In 1960, the private sector funded over three quarters of the nation’s health care expenditures. Individuals paid nearly one-half of the total national health care expenditures through out of pocket expenditures. Beginning in 1967 the way health care is purchased in the U.S. began to completely reverse itself:
- The private sector has been slowly funding less and less of the total national health expenditures; as of 2007 less than 54 percent of total national health care expenditures are paid for by the private sector.
- Reciprocally, the public sector has been slowly funding more and more of the total national health expenditures; as of 2007 public expenditures at the federal and state levels now fund nearly one-half of the total health care expenditures in the U.S.
- Total out of pocket expenditures have been plummeting as a share of total health expenditures at an even faster rate; today only a bit more than $1 out of every $10 spent on health care is being funded by individuals through out of pocket expenditures.
This has resulted in a large and growing government health care wedge—an economic separation of effort from reward, of consumers (patients) from producers (health care providers), caused by government policies. Rising government expenditures on health care are the main factor driving the growth in the wedge. The wedge is a primary driver in rising health care costs, i.e., inflation in medical costs.
President Barack Obama’s principles to drastically alter U.S. health care policy—a public health insurance exchange, mandated minimum coverage, mandated coverage of preexisting conditions, required purchase of health insurance—do not address the growing wedge and its role as the fundamental driver of health care costs. In fact, they will further increase the wedge, and can thus be expected to increase medical price inflation.
Specifically, the estimated $1 trillion increase in federal government health subsidies over 10 years based on President Obama’s principles will have the following consequences:
- Overall, total federal expenditures will be 5.6 percent higher than they otherwise would be by 2019, adding $285.6 billion to the federal deficit in 2019.
- An increase in national health care expenditures by an additional 8.9 percent by 2019.
- An increase in medical price inflation by 5.2 percent above what it would have been otherwise by 2019.
- Reduce economic growth in 2019 compared to the baseline scenario by 4.9 percent for the nation and 5.1 percent in Pennsylvania.
- Higher medical inflation and overall expenditures will ultimately lead to government expenditures that exceed the $1.0 trillion in expenditures on health subsidies. The net present value of all additional federal government expenditures through 2019 that will occur as a result of a federal health care reform is $1.2 trillion, or a $3,900 bill for every man, woman, and child in the U.S.
- In addition to federally-funded expenditures, the net present value of all Pennsylvania state government expenditures through 2019 that will occur as a result of federal health care reform is $6.9 billion, or a $552 bill for every man, woman, and child in Pennsylvania.
- The current net present value of funding health care reform based on President Obama’s priorities will be $4,453 for every person in Pennsylvania. This comes to a total net present value of $55.4 billion in total costs that Pennsylvania residents will have to bear.

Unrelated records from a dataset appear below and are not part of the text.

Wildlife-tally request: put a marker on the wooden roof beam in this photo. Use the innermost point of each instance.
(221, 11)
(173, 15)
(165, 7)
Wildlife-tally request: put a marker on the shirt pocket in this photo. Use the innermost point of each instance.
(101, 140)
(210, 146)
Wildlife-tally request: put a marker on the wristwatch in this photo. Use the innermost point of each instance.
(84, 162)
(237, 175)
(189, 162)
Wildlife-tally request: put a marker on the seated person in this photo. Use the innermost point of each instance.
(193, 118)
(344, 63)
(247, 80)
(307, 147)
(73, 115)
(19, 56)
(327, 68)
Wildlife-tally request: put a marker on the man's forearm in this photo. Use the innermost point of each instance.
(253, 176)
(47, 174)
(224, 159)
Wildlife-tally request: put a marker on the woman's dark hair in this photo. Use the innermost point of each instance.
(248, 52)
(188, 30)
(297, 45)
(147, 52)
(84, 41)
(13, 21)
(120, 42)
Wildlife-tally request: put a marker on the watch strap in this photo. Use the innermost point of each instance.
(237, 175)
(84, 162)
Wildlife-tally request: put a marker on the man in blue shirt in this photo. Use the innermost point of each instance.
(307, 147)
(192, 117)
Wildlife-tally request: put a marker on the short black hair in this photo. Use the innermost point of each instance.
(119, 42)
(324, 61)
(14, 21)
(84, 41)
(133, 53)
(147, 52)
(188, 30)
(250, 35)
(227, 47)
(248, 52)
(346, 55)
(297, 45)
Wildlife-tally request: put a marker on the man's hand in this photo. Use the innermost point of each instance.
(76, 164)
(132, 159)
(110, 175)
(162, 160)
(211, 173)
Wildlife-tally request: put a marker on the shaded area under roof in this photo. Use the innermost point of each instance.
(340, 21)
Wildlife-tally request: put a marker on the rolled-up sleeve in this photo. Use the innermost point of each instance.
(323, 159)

- Despite the additional $1 trillion in expected health care subsidies by the government, 30 million people would remain uninsured. The cost to reduce the number of uninsured by 16 million people is $62,500 in subsidy expenditures per person insured.
- The cost on Pennsylvania could be higher, and the national cost lower, if the federal government pushes the financial responsibility for covering the expansion of lower income individuals’ health insurance coverage off to the states. While the federal costs will decline, Pennsylvania’s costs will increase by a total of $21.8 billion (the net present value being $16.8 billion).
Rather than expanding the role of government in the health care market, Congress should implement a patient-centered approach to health care reform. A patient-centered approach focuses on the patient-doctor relationship and empowers the patient and the doctor to make effective and economical health policy choices. A patient-centered health care reform would:
- Begin with individual ownership of insurance policies.
- Leverage Health Savings Accounts (HSAs).
- Allow interstate purchasing of insurance.
- Eliminate mandated benefits that insurers are required to cover.
- Reallocate the majority of Medicaid spending into simple vouchers for low-income individuals to purchase their own insurance.
- Eliminate unnecessary scope-of-practice laws and allow non-physician health care professionals to practice to the extent of their education and training.
- Reform tort liability laws.
Successful reforms will directly address the root causes of the problems in health care—the adverse government policies that have diminished the incentives and ability for either doctors or patients to control costs and experiment with alternative and more effective ways to deliver health care.